On the review aggregator website Rotten Tomatoes, the film holds a score of 90% based on 20 reviews, with an average rating of 7.20/10.

==Awards and recognition==

| Academy Award | Result | Winner |
| Outstanding Production | Nominated | Metro-Goldwyn-Mayer (John W. Considine Jr, Producer) Winner was Frank Capra (Columbia) — You Can't Take It With You |
| Best Director | Nominated | Norman Taurog Winner was Frank Capra — You Can't Take It With You |
| Best Actor | Won | Spencer Tracy |
| Best Writing, Screenplay | Nominated | John Meehan and Dore Schary Winner was Ian Dalrymple, Cecil Arthur Lewis, W. P. Lipscomb, George Bernard Shaw – Pygmalion |
| Best Writing, Original Story | Won | Eleanore Griffin and Dore Schary |
Recognition
| American Film Institute | AFI's 100 Years...100 Heroes & Villains: Father Flanagan – #42 Hero |  |
AFI's 100 Years...100 Cheers - #81

In February 1939, when he accepted his Oscar for the role, Spencer Tracy talked about Father Flanagan in his acceptance speech. "If you have seen him through me, then I thank you." An MGM publicity representative mistakenly announced that Tracy was donating his Oscar to Flanagan, not having confirmed it with Tracy. Tracy said: "I earned the ... thing. I want it." The Academy hastily struck another inscription, Tracy kept his statuette, and Boys Town got one, too.

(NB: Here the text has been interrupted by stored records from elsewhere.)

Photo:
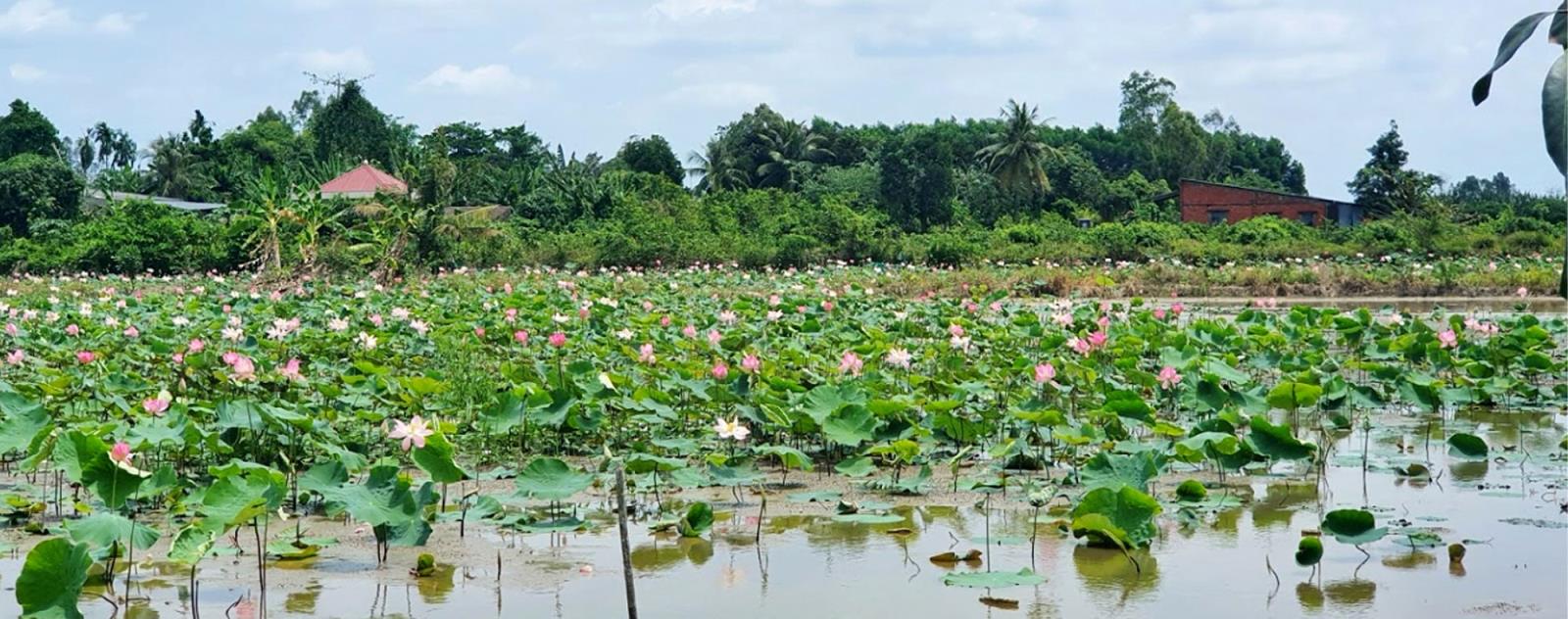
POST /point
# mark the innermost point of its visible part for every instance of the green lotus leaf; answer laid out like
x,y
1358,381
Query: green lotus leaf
x,y
1277,441
436,459
993,580
697,521
107,529
1128,516
551,478
857,467
51,580
1468,446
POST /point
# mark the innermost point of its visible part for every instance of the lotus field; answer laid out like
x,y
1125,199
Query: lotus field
x,y
229,438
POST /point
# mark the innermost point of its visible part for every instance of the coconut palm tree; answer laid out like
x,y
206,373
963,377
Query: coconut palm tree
x,y
715,169
1016,154
788,145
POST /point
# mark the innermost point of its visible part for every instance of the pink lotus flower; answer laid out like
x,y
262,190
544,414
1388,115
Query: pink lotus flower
x,y
731,430
412,433
157,405
243,368
851,364
290,370
1449,339
1045,373
122,453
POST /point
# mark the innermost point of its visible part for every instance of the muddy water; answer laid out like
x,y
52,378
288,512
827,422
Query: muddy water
x,y
809,566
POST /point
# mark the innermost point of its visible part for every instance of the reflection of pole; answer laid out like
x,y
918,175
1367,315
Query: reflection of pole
x,y
626,543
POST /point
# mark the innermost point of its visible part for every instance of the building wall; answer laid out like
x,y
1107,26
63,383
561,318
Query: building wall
x,y
1199,201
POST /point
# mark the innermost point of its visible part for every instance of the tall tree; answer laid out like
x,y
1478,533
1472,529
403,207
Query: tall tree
x,y
1016,154
25,130
352,129
1384,185
917,177
651,156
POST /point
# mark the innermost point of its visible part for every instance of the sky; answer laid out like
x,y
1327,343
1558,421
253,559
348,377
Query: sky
x,y
1324,75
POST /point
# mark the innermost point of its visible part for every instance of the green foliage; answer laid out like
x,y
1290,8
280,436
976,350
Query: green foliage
x,y
36,187
1115,517
27,132
650,156
350,127
52,579
697,521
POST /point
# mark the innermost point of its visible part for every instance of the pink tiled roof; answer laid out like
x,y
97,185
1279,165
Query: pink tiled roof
x,y
365,179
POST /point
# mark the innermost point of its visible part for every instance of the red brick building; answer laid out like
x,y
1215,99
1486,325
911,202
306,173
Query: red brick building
x,y
1206,203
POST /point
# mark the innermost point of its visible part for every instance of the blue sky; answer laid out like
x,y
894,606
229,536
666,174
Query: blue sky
x,y
1324,75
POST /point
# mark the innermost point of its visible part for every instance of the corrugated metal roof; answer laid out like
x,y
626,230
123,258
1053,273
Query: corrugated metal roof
x,y
98,200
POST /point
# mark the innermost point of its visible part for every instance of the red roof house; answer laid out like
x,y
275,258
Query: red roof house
x,y
363,182
1206,203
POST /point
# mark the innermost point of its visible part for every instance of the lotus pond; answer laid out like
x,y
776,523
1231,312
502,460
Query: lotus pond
x,y
789,443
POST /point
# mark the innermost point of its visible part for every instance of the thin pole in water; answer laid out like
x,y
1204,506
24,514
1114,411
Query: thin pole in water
x,y
626,543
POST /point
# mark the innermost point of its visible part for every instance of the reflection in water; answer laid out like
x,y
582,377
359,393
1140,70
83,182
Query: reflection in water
x,y
436,587
1112,572
1470,470
303,602
1410,560
1348,595
1309,595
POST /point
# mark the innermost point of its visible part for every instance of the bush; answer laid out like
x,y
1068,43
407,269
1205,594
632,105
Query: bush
x,y
35,187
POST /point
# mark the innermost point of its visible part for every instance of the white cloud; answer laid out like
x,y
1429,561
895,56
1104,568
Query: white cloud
x,y
117,23
695,8
25,72
27,16
488,78
723,94
350,60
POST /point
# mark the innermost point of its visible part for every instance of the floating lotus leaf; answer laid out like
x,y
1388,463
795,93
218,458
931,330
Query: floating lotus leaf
x,y
993,580
551,478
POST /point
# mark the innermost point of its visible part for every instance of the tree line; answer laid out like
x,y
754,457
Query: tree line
x,y
817,188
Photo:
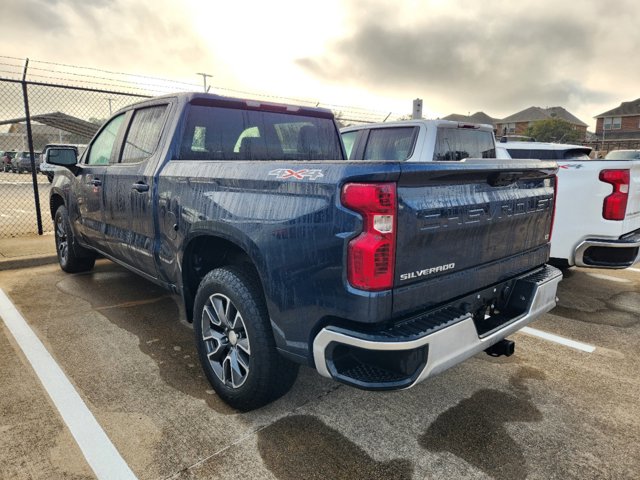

It read: "To Father Flanagan, whose great humanity, kindly simplicity, and inspiring courage were strong enough to shine through my humble effort. Spencer Tracy."

==Home media==

Boys Town was released on VHS by MGM on March 29, 1993, and re-released on VHS on March 7, 2000. On November 8, 2005, it was released on DVD as a part of the "Warner Brothers Classic Holiday Collection", a three-DVD set which also contains Christmas in Connecticut and the 1938 version of A Christmas Carol, and as an individual disc. The DVD release also includes the 1941 sequel Men of Boys Town as an extra feature.

==Sequel==

Released in April 1941, Men of Boys Town takes a darker view of the issue of homeless and troubled youth. Tracy and Rooney reprise their characters as Father Flanagan and Whitey Marsh as they expose the conditions in a boys reform school. This film was released on VHS on December 23, 1993, but is now available only as an extra feature on Boys Town DVD.

==In popular culture==
In the Northern Exposure television series 1991 episode "The Big Kiss", orphan Ed Chigliak watches Boys Town and is inspired to find out who his real parents are. He mentions the film reference to several other characters.

Newt Gingrich, the Speaker of the House of Representatives in 1994, referred to the film to argue that philanthropists would be able to help those people and organizations affected by government cuts.